TO: PRIVACY ISSUES WORKING GROUP No. 2-13
COMPLIANCE MEMBERS No. 2-13
ADVERTISING COMPLIANCE ADVISORY COMMITTEE No. 2-13
SMALL FUNDS MEMBERS No. 3-13
TECHNOLOGY COMMITTEE No. 1-13 RE: CALIFORNIA ATTORNEY GENERAL PUBLISHES RECOMMENDATIONS FOR DEVELOPERS OF MOBILE APPLICATIONS

 

As you may recall, California’s Attorney General has been engaged in efforts to protect the privacy of on-line consumers, including when using mobile applications (apps). [1]  Today the Attorney General published Privacy on the Go; Recommendations for the Mobile Ecosystem. [2]  As noted in the document’s Executive Summary, the recommendations – many of which go beyond existing legal requirements – “are intended to encourage app developers and other players in the mobile sphere to consider privacy at the outset of the design process.”  The document includes recommendations for app developers, app platform providers, mobile ad networks, operating systems developers, and mobile carriers. [3]   The recommendations for app developers, which may be most relevant for members of the Institute, are as follows:

  • Start with a data checklist to review the “personally indentifiable data” [4] the app collects and use it to make decisions on your privacy practices;
  • Avoid or limit collecting personally indentifiable data not needed for the app’s basic functionality;
  • Develop a privacy policy that is clear, accurate, and conspicuously accessible to users and potential users; and
  • Use enhanced measures – “special notices” or the combination of a short privacy statement and privacy controls – to draw users’ attention to data practices that may be unexpected to and to enable them to make meaningful choices. 

Each of these recommendations, along with suggestions regarding how to implement them, is discussed in more detail in the document.

 

Tamara K. Salmon
Senior Associate Counsel

endnotes

[1]  See, e.g., Institute Memorandum No. 26680 (November 13, 2012), which discussed the Attorney General’s alerting developers of mobile applications to potential violations of California’s Online Privacy Act and the Privacy Enforcement and Protections Unit within the Office of the Attorney General.

[2]  This document is available on the Attorney General’s website at: http://oag.ca.gov/sites/all/files/pdfs/privacy/privacy_on_the_go.pdf.

[3]  While the document’s “Message from the Attorney General” notes that the recommendations were arrived at “after consulting a broad spectrum of stakeholders,” we understand that no representatives of the financial services or other industries that may communicate with their consumers via their mobile apps were included in the process.

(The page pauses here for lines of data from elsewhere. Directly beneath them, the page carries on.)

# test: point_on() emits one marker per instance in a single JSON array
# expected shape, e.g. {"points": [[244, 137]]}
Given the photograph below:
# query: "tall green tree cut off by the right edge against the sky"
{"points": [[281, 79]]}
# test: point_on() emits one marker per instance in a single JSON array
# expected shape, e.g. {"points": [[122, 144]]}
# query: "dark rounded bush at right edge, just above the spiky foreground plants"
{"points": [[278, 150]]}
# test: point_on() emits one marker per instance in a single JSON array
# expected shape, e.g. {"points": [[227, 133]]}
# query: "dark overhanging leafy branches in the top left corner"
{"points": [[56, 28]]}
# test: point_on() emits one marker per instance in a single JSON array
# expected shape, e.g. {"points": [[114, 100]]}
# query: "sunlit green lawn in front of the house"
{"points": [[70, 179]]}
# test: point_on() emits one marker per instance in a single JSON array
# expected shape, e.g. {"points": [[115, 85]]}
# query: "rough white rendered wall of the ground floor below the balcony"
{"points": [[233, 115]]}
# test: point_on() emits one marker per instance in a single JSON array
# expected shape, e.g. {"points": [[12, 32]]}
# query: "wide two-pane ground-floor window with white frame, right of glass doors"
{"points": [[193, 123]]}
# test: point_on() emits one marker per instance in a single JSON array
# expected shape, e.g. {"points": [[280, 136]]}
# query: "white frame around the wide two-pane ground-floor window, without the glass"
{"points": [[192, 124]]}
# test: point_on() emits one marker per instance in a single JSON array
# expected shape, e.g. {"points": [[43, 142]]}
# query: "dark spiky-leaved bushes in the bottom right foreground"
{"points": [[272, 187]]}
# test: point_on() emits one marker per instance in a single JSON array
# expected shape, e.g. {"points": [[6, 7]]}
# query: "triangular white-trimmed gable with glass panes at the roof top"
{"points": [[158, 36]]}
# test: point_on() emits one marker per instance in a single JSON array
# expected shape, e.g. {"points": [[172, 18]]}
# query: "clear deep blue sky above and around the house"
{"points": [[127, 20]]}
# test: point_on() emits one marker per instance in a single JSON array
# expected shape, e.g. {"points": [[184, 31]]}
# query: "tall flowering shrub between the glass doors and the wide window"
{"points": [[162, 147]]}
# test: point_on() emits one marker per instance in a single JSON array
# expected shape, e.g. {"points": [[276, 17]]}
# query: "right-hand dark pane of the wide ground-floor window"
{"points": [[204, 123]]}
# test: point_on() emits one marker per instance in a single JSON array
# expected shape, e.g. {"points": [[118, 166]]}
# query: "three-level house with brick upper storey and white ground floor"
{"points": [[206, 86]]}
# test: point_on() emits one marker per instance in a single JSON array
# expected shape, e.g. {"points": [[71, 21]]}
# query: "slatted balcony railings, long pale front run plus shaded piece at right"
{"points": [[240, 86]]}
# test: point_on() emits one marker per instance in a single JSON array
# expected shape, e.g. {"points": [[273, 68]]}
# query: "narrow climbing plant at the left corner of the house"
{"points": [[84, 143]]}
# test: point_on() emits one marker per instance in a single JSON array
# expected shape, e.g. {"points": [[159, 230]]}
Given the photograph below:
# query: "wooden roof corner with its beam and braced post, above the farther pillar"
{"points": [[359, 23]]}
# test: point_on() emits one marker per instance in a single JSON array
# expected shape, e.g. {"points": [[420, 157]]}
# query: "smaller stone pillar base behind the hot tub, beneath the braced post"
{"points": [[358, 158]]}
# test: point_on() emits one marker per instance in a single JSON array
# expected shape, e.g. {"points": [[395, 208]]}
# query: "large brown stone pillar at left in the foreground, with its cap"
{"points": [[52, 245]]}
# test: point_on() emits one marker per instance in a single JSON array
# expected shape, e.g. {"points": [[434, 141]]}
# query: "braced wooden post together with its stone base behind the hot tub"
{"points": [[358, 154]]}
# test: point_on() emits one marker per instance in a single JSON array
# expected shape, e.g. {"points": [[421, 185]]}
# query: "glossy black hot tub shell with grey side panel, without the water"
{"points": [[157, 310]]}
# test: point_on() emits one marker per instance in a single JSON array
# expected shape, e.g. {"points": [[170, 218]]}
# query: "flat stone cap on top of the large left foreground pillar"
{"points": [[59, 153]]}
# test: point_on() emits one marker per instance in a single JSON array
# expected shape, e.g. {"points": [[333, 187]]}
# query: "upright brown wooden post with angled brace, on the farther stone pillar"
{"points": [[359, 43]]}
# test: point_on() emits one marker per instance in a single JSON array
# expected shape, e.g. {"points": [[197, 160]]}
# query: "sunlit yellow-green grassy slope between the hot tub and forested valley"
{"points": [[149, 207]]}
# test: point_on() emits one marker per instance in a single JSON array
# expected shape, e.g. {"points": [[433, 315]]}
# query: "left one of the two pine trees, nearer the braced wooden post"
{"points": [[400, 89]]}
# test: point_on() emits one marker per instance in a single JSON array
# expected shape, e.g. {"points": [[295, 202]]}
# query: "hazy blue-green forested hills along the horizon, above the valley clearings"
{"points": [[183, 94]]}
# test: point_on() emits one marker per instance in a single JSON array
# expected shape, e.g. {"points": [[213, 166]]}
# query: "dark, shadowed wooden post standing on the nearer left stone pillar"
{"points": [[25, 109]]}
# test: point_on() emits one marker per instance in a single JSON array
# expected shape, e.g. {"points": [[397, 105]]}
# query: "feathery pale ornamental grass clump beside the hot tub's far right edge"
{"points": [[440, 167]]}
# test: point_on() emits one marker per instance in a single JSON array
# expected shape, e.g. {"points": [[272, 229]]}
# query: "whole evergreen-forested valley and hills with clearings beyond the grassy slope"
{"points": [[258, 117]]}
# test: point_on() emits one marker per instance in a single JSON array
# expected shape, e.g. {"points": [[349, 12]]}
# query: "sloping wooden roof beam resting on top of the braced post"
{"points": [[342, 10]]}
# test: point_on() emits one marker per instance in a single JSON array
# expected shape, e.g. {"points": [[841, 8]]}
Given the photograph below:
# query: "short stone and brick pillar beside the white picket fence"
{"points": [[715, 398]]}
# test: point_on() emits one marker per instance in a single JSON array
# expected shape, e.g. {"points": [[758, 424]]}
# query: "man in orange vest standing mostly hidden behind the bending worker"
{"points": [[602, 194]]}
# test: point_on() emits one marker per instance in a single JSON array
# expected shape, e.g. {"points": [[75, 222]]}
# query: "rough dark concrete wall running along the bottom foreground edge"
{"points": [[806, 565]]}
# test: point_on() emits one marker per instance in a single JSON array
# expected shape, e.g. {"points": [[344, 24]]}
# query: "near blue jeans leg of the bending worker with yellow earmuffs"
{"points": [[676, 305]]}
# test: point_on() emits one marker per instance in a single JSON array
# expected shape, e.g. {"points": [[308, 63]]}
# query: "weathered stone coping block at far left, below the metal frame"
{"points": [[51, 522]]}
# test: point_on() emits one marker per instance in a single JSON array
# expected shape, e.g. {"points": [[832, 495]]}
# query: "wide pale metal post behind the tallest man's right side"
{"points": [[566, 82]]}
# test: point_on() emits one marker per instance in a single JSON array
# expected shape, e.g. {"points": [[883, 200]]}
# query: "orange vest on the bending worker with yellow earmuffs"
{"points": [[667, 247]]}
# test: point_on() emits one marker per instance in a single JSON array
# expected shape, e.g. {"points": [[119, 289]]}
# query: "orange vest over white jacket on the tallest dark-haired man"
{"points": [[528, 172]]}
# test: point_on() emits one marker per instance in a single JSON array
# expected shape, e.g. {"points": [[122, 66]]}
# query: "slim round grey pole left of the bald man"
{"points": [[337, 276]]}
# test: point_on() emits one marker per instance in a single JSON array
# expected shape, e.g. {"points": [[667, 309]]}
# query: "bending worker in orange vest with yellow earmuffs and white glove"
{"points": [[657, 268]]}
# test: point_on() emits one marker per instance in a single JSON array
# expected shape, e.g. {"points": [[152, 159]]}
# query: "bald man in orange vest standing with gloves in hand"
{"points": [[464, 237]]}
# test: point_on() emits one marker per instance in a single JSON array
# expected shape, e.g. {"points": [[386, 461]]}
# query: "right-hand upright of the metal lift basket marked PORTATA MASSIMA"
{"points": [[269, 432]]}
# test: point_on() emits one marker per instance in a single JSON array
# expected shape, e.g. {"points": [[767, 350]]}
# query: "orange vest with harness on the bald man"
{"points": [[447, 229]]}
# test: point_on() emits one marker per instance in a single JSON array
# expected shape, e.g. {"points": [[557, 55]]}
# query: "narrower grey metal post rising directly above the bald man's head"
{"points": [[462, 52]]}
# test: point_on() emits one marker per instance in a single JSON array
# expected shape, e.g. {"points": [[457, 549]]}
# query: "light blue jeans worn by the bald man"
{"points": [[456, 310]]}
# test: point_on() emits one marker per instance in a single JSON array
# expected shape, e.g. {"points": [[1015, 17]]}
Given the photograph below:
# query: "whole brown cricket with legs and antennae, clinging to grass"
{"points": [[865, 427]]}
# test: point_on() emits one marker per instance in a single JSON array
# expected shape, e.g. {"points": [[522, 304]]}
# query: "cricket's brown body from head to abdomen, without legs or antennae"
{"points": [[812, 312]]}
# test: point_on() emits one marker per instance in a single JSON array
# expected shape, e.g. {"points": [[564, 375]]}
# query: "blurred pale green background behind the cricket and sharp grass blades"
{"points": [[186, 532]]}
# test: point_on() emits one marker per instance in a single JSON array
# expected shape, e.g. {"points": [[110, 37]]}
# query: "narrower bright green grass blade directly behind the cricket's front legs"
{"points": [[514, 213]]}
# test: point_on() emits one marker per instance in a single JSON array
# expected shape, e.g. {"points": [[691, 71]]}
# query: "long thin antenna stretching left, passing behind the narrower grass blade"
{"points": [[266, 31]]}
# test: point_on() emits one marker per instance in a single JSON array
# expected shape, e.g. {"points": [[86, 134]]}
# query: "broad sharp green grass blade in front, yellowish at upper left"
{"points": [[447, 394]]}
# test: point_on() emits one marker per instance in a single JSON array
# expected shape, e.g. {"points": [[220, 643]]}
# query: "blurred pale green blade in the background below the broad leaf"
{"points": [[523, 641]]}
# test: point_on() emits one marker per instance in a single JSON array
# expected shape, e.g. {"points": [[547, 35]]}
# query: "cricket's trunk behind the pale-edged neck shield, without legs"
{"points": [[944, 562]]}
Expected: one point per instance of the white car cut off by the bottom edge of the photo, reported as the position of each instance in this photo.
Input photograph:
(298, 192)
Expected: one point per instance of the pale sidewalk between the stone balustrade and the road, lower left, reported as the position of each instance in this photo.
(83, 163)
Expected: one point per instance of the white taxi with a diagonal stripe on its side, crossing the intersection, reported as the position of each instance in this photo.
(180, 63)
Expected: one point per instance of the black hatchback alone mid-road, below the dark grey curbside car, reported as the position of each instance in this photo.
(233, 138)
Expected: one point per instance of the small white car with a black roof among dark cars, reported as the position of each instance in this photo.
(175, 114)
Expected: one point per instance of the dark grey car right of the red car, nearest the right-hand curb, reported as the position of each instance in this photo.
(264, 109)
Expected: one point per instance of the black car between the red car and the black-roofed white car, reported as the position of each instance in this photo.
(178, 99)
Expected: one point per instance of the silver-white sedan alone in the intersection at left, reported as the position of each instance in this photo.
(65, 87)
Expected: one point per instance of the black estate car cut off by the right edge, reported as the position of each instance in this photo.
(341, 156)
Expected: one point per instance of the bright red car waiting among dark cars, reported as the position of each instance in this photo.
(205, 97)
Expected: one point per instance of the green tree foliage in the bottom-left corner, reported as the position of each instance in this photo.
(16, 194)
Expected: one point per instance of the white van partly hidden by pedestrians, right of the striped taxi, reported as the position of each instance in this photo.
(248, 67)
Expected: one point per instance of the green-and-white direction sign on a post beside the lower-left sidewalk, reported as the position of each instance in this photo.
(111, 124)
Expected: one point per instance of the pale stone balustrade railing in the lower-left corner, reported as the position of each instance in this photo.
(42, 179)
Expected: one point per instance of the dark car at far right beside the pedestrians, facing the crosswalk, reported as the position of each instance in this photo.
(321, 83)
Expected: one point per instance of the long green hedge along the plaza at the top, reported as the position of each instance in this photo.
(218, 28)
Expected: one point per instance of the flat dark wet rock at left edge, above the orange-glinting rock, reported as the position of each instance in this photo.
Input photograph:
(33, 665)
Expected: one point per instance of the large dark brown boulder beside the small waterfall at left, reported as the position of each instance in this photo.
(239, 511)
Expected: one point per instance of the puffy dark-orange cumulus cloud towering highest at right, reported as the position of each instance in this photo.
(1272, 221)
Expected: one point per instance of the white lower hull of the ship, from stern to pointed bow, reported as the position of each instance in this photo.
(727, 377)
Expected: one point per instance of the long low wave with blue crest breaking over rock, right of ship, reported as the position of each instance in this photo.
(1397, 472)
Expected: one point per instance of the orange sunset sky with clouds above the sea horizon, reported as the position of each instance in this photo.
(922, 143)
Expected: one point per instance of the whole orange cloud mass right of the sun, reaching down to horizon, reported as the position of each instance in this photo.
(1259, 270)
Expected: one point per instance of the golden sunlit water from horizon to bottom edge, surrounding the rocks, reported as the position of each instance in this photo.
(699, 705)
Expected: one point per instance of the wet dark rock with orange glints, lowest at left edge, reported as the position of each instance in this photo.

The stakeholders listed as participating in the process were: “mobile carriers, device manufacturers, operating system developers, app developers, app platform providers, mobile ad networks, security and privacy professional, technologists, academics, and privacy advocates,”

[4]  “Personally indentifiable data” is defined on p. 6 of the document as “any data linked to a person or persistently lnked to a mobile device: data that can identify a person via personal information or a device via a unique identifier.  Included are user-entered data, as well as automatically collected data.”